En otras palabras: el mundo se ha vuelto hoy tan inhóspito para la mayoría como antes lo era para los de peor condición. Una especie de socialismo al revés, o nivelación por lo bajo. No es que la riqueza o el bienestar estén llegando a todos, sino que la angustia y la desesperanza han tomado ya presa en una ingente mayoría.
Permítaseme hablar ahora como un occidental, es decir, como heredero de aquella civilización que se fraguó en el encuentro del Evangelio con el Derecho Romano y el Pensamiento Griego. Yo pregunto: ¿De dónde viene ese tono de desesperanza que tanto se ve hoy? No es simplemente de la existencia de problemas, retos o dificultades. Es más bien de la sensación de carecer de recursos para abordar las crisis, las tensiones, las desigualdades, los imprevistos del clima o de la naturaleza. Y mi análisis, que no pretende un ápice de novedad, es que la gente se siente falta de recursos porque ha renunciado a sus dos más grandes recursos: la fe cristiana y la racionalidad clásica. A la fe en el Dios revelado en Cristo se la ha querido reemplazar por una tupida maraña de supersticiones que parecen un mal retroceso a lo que esta misma sociedad occidental llama “pensamiento precientífico.” Y a la racionalidad clásica, que mira con audacia en lo alto del ser y en lo profundo de sus causas, se la ha querido reemplazar por una pura racionalidad tecnocrática, instrumental, unidimensional, humillada a servir al omnipotente dios “Mercado,” quizás como castigo por no querer servir a la Dulce Señora “Teología.”
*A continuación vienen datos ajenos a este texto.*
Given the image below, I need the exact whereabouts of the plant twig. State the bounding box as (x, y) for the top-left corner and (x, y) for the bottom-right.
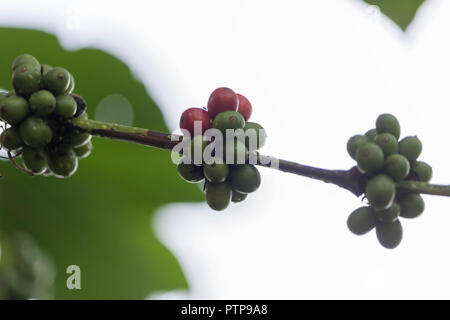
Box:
(72, 120), (450, 197)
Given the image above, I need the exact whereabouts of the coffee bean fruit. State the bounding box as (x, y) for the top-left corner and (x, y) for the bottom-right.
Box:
(227, 164), (261, 193)
(22, 147), (48, 174)
(12, 64), (42, 99)
(29, 90), (56, 116)
(12, 53), (40, 71)
(208, 87), (239, 119)
(44, 67), (70, 96)
(347, 134), (370, 159)
(398, 136), (422, 164)
(364, 129), (377, 142)
(376, 219), (403, 249)
(355, 142), (384, 174)
(237, 93), (252, 121)
(49, 147), (78, 178)
(20, 116), (53, 148)
(244, 122), (267, 151)
(395, 193), (425, 219)
(231, 190), (247, 203)
(180, 108), (211, 137)
(177, 162), (204, 183)
(212, 111), (245, 134)
(73, 141), (94, 159)
(0, 96), (29, 125)
(411, 161), (433, 182)
(203, 163), (229, 183)
(376, 113), (400, 139)
(347, 207), (376, 235)
(206, 182), (231, 211)
(366, 174), (395, 210)
(375, 132), (398, 157)
(55, 94), (77, 119)
(374, 201), (400, 222)
(384, 154), (410, 182)
(0, 127), (24, 152)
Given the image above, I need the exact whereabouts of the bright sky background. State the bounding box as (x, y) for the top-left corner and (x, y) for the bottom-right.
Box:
(0, 0), (450, 299)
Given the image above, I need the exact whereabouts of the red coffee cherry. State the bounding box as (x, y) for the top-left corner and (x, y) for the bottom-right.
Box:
(180, 108), (211, 137)
(237, 93), (252, 121)
(208, 87), (239, 119)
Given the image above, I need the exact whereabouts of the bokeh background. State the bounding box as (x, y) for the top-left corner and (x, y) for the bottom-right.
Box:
(0, 0), (450, 299)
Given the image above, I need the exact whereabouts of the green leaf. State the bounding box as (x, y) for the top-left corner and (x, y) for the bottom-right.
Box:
(364, 0), (425, 31)
(0, 28), (202, 299)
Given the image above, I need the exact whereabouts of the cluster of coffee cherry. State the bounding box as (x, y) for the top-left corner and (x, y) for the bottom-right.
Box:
(178, 87), (266, 211)
(347, 114), (432, 249)
(0, 54), (92, 178)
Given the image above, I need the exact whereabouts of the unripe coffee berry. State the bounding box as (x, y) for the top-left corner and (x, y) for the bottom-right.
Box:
(355, 142), (384, 174)
(376, 113), (400, 139)
(237, 93), (252, 121)
(366, 174), (395, 210)
(347, 207), (376, 235)
(208, 87), (239, 119)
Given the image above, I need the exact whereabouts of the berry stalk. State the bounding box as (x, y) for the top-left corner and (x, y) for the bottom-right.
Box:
(72, 119), (450, 197)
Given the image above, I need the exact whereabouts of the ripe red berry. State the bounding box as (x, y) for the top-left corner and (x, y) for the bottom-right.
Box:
(208, 87), (239, 119)
(180, 108), (211, 137)
(237, 93), (252, 121)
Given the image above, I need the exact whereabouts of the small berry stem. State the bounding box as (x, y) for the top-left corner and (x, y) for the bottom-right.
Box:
(72, 120), (450, 197)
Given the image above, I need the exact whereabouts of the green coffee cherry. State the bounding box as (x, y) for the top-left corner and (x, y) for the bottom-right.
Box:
(347, 207), (376, 235)
(44, 67), (70, 96)
(396, 193), (425, 219)
(12, 54), (40, 71)
(0, 127), (23, 152)
(20, 116), (53, 148)
(376, 219), (403, 249)
(55, 94), (77, 119)
(376, 113), (400, 139)
(65, 73), (75, 94)
(411, 161), (433, 182)
(231, 190), (247, 203)
(0, 96), (29, 125)
(366, 174), (395, 210)
(398, 136), (422, 164)
(190, 135), (209, 166)
(177, 162), (204, 183)
(356, 142), (384, 174)
(203, 163), (229, 183)
(212, 111), (245, 133)
(384, 154), (410, 182)
(228, 164), (261, 193)
(223, 140), (248, 165)
(12, 64), (42, 99)
(41, 64), (53, 77)
(70, 130), (92, 148)
(244, 122), (267, 151)
(206, 182), (231, 211)
(73, 141), (94, 160)
(364, 129), (377, 142)
(49, 148), (78, 178)
(29, 90), (56, 117)
(374, 201), (400, 222)
(22, 147), (48, 174)
(347, 134), (370, 160)
(375, 132), (398, 157)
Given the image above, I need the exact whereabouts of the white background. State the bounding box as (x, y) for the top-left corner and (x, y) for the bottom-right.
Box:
(0, 0), (450, 299)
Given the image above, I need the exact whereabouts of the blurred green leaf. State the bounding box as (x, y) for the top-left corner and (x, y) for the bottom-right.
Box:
(364, 0), (425, 31)
(0, 28), (202, 299)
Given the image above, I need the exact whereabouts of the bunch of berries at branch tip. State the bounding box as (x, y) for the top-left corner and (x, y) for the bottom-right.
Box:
(0, 54), (92, 178)
(347, 114), (433, 249)
(178, 87), (266, 211)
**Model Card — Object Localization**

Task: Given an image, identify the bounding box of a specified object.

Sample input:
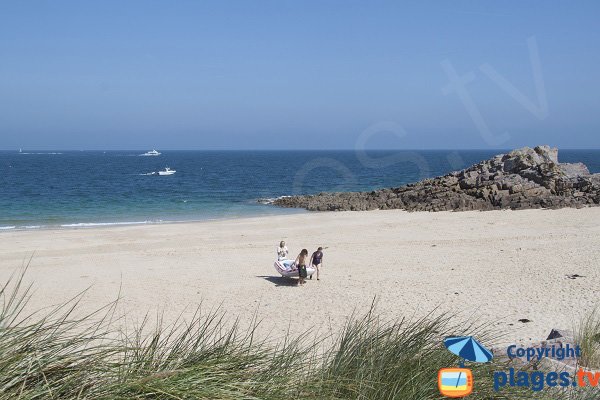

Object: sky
[0,0,600,150]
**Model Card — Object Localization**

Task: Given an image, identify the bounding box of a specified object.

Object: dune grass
[575,308,600,369]
[0,268,583,400]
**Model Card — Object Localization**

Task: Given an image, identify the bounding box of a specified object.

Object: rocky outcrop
[273,146,600,211]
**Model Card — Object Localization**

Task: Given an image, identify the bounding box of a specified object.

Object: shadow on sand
[257,275,298,287]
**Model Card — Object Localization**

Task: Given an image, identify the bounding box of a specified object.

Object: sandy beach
[0,208,600,343]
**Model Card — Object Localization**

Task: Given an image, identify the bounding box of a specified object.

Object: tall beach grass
[0,268,584,400]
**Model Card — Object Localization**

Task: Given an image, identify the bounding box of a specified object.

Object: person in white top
[277,240,289,260]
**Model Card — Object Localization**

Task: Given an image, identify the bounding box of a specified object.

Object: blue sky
[0,1,600,149]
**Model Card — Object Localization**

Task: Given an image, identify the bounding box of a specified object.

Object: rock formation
[272,146,600,211]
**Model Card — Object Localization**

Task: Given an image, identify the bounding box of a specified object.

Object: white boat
[158,167,177,175]
[140,150,161,156]
[274,259,317,278]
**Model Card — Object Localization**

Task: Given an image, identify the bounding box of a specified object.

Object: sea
[0,150,600,231]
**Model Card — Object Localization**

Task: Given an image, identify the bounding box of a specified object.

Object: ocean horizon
[0,149,600,231]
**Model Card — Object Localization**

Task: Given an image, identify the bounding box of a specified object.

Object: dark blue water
[0,150,600,229]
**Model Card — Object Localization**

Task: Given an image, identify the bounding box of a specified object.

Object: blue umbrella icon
[444,336,494,365]
[444,336,494,386]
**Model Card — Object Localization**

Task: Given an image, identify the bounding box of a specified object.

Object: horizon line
[0,146,600,153]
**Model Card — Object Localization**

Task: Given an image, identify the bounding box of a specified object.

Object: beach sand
[0,208,600,343]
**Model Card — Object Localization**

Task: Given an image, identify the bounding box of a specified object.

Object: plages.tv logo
[438,336,494,398]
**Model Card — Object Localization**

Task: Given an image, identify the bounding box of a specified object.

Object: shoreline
[0,205,310,235]
[0,208,600,342]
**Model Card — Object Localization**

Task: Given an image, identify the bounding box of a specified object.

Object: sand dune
[0,208,600,343]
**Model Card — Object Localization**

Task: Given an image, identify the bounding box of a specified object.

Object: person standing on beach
[296,249,308,285]
[310,246,323,280]
[277,240,289,260]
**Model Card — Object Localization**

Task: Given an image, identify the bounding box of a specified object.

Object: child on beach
[296,249,308,285]
[310,246,323,280]
[277,240,288,260]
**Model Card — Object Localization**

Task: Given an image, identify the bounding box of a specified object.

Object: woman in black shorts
[296,249,308,285]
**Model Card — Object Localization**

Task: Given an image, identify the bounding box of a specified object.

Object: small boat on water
[140,150,161,156]
[158,167,177,176]
[274,259,317,279]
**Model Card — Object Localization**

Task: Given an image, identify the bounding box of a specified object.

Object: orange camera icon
[438,368,473,397]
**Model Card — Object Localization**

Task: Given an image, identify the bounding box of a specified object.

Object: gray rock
[273,146,600,211]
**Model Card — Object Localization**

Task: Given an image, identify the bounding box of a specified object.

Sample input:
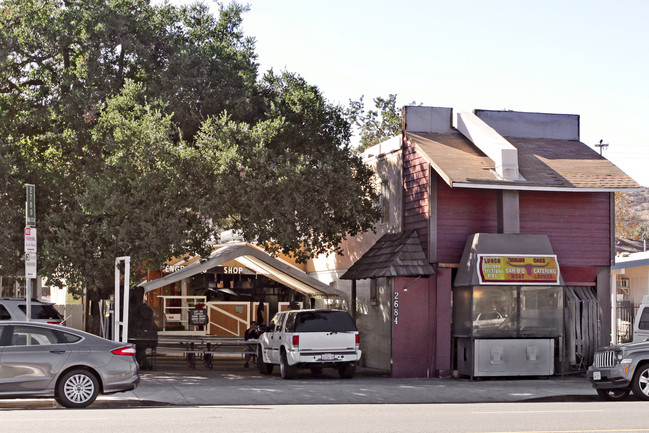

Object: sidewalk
[109,354,597,405]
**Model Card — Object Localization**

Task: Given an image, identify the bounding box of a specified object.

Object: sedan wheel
[56,370,99,408]
[597,388,629,400]
[631,364,649,400]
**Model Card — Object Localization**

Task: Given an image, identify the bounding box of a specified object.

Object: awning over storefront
[140,244,346,298]
[454,233,563,287]
[340,230,434,280]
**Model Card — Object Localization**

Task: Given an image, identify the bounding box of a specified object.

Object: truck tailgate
[299,332,357,352]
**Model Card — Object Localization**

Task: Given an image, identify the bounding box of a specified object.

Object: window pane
[638,308,649,329]
[11,326,59,346]
[18,304,62,320]
[0,305,11,320]
[295,311,356,332]
[473,286,518,337]
[521,286,563,337]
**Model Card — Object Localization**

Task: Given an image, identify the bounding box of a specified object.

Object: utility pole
[595,140,608,155]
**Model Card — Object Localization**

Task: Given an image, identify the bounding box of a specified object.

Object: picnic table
[157,337,258,368]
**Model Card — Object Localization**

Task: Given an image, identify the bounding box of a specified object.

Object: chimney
[403,105,456,134]
[457,112,521,180]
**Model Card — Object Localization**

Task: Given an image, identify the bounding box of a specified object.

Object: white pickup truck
[257,310,361,379]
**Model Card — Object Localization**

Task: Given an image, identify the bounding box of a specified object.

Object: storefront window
[453,286,563,338]
[520,286,563,337]
[473,286,518,337]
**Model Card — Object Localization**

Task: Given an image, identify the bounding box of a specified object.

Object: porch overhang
[140,244,346,298]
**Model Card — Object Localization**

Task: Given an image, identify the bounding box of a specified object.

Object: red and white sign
[25,227,37,253]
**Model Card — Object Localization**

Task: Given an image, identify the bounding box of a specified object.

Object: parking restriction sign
[25,227,37,253]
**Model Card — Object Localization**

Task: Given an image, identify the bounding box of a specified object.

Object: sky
[172,0,649,186]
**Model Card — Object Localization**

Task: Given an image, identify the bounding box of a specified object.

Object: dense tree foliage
[0,0,378,304]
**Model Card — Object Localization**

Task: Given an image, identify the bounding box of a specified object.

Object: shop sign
[189,308,207,325]
[214,266,255,275]
[162,263,185,274]
[478,254,559,285]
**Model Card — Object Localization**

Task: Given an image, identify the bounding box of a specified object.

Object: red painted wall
[437,176,498,263]
[519,191,612,266]
[392,277,436,377]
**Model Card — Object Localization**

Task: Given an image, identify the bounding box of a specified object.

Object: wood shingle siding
[403,137,429,254]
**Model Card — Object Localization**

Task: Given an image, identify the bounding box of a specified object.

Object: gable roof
[340,230,434,280]
[405,132,640,192]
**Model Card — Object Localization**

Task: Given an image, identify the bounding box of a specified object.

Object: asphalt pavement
[0,357,598,410]
[119,352,598,405]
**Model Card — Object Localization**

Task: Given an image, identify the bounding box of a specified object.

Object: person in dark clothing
[243,320,262,368]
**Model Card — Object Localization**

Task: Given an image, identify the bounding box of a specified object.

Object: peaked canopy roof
[140,244,346,297]
[340,230,434,280]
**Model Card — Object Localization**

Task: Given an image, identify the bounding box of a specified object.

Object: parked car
[0,321,140,408]
[0,298,63,325]
[257,310,361,379]
[588,342,649,400]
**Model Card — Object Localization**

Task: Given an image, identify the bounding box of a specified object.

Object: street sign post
[25,253,37,279]
[25,183,38,322]
[25,183,36,227]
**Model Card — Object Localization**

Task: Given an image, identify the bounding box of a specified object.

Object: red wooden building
[341,107,639,377]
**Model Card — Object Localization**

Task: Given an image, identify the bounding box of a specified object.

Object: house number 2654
[392,292,399,325]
Ahí encuentro yo la raíz de esa mentalidad apocalíptica, que luego busca evidencias para su postura en cualquier cosa, incluyendo vetustos augurios de chamanes mayas.
Y en ese mismo análisis queda sugerido un camino para una postura más razonable y a la vez más esperanzada. Nos dice Benedicto XVI: Quita la arrogancia intelectual que te impide reconocer al Dios Humilde. Y me permito agregar: Despierta tu capacidad racional más allá del laboratorio y el computador; dobla tu rodilla ante tu creador y alaba, postrado, a tu Salvador, hecho Niño en un pesebre. Descubrirás entonces que hay Uno que es Señor de la Historia, y que su gloria brilla serena año tras año, hasta el fin de los siglos.